Research · Company Memo · AI Infrastructure
Company Memo Series C AI Infrastructure Inference

Lattice AI: why the inference layer is a better bet than the model layer.

Lattice is pricing its Series C at a $4.2B post on 6.1× forward revenue. The model layer is burning capital at a rate that can't be justified by current unit economics. The inference layer — where Lattice operates — is where the cost curve actually pays back. Here's the math, the moat, and the two things we think the consensus is missing.

Alphaneo Research
Published Apr 14, 2026
14 min read
Coverage: Initiating

Our bottom line up front: we underwrite Lattice at a composite score of 0.84 (A−) and view the Series C as fairly priced given the contracted revenue base, 74% gross margin profile, and a defensible position at the compiler level of the stack. The round is not cheap. But this is one of the few AI names where revenue quality already supports the entry multiple, and where we can articulate what has to be true in three years without invoking a new category.

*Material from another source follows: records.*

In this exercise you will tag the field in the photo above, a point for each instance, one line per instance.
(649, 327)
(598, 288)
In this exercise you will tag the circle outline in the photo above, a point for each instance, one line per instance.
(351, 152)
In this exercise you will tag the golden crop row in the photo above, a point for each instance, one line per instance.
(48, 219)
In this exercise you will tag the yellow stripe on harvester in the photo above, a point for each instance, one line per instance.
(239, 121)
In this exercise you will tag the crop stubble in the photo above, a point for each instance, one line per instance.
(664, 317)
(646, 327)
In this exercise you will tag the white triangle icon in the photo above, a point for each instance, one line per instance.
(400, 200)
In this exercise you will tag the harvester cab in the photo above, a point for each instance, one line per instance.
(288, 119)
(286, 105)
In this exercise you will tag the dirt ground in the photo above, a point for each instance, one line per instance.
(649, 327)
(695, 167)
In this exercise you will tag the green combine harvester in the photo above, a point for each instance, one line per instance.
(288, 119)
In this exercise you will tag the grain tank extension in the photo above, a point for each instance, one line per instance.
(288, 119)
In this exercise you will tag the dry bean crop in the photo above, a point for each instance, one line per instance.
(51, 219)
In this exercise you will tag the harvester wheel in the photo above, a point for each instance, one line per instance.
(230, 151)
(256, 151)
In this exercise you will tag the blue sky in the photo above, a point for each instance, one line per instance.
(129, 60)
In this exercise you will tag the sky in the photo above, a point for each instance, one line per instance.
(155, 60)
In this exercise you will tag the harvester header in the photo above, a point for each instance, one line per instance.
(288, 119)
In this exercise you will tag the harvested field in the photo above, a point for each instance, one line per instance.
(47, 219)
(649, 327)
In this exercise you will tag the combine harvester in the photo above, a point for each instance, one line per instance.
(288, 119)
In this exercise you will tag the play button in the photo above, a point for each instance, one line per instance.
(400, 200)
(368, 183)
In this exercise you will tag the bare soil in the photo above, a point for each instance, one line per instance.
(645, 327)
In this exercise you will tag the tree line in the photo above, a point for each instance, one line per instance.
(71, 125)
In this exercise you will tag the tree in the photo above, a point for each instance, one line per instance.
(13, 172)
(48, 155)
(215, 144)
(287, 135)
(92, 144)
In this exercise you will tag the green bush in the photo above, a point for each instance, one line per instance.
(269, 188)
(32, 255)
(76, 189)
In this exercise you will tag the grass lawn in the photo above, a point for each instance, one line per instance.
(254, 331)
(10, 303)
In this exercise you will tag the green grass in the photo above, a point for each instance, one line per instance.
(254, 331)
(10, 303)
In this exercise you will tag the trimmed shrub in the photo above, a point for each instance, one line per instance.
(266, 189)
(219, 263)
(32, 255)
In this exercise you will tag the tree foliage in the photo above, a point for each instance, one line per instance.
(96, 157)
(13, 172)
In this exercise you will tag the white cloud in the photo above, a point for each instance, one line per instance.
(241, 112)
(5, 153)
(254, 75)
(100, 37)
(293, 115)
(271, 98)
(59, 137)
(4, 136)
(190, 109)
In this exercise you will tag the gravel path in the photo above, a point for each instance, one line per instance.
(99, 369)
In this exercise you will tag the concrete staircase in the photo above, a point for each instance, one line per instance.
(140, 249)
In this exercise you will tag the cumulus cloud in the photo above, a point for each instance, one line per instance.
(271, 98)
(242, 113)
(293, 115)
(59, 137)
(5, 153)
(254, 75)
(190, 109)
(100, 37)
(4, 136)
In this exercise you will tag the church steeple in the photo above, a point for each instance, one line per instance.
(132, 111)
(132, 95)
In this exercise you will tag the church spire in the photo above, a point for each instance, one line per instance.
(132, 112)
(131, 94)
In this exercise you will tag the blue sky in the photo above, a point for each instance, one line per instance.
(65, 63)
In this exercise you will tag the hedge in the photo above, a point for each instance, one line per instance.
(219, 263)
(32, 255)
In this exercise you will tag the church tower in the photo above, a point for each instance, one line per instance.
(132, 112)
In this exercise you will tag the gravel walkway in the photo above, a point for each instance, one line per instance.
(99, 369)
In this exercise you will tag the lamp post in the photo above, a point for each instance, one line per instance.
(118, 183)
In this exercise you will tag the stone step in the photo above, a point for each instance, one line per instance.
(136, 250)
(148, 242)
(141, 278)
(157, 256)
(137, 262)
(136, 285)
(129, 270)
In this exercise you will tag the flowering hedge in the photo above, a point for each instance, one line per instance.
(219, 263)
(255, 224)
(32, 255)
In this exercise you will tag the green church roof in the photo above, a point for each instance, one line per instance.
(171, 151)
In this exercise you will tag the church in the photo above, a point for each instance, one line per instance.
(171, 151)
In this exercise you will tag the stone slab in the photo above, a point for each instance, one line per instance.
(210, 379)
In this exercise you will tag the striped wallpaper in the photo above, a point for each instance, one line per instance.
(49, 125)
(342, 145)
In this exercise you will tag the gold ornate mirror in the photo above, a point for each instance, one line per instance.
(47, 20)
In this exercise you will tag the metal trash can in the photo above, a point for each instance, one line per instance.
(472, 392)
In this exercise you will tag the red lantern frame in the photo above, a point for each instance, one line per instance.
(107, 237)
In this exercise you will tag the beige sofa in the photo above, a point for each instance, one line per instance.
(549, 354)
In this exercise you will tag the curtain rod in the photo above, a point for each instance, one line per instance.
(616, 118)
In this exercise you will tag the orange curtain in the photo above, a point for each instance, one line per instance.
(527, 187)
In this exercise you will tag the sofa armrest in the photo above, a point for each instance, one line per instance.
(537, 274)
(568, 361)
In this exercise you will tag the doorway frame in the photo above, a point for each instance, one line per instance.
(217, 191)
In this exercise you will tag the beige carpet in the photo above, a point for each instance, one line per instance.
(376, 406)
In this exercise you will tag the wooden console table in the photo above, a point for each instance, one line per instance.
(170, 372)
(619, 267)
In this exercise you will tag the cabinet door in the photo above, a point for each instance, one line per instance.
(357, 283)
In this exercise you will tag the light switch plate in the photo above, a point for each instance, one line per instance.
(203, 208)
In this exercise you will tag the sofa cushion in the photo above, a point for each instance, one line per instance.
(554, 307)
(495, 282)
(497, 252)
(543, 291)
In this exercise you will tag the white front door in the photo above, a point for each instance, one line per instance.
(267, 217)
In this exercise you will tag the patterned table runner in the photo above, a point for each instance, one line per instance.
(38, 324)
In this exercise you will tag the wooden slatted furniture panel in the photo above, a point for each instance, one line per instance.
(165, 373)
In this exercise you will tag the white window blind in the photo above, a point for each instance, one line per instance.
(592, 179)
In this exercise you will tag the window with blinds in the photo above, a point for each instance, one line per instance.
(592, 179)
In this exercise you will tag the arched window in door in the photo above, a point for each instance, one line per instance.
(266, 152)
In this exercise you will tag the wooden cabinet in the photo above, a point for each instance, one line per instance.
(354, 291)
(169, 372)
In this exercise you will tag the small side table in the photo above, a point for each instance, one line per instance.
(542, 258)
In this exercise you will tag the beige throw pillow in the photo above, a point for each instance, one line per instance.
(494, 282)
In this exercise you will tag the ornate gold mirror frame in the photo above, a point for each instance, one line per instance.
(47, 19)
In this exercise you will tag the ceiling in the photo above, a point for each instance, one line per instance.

The thesis in one paragraph

The capital markets have spent two years pricing AI as though the model is the product. It isn't. The model is the commodity. Every generation of frontier model compresses in price within 18 months of release, and the delta gets absorbed downstream — by whatever software layer sits between the model and the customer. Lattice built that layer for enterprise inference workloads: a compiler that takes an arbitrary transformer graph, rewrites it against the customer's silicon (H100, B200, MI350, Trainium, Gaudi 3), and serves it with deterministic latency at roughly 42% lower cost per token than the hyperscaler-hosted equivalent. That is not a prompt wrapper. That is the kind of systems work that compounds.

Why we're initiating now

Three things changed in Q1 2026 that we think reset the risk/reward: (1) a multi-year contract with a top-3 US bank priced on committed throughput, not seat count; (2) the Graphene 3 compiler release closed the last meaningful latency gap versus bare-metal TensorRT; and (3) the secondary market has finally produced comparable pricing on inference-layer peers that lets us triangulate the Series C.

What Lattice actually does

Strip the marketing away and Lattice is three things stacked together. First, a graph-level compiler that ingests models in ONNX or PyTorch and produces hardware-specific kernels optimized for the customer's accelerator. Second, a serving runtime that handles batching, KV-cache management, and speculative decoding across mixed-precision paths. Third, an observability layer — p99 latency, token-level cost attribution, drift monitoring — that plugs into the customer's existing SRE stack.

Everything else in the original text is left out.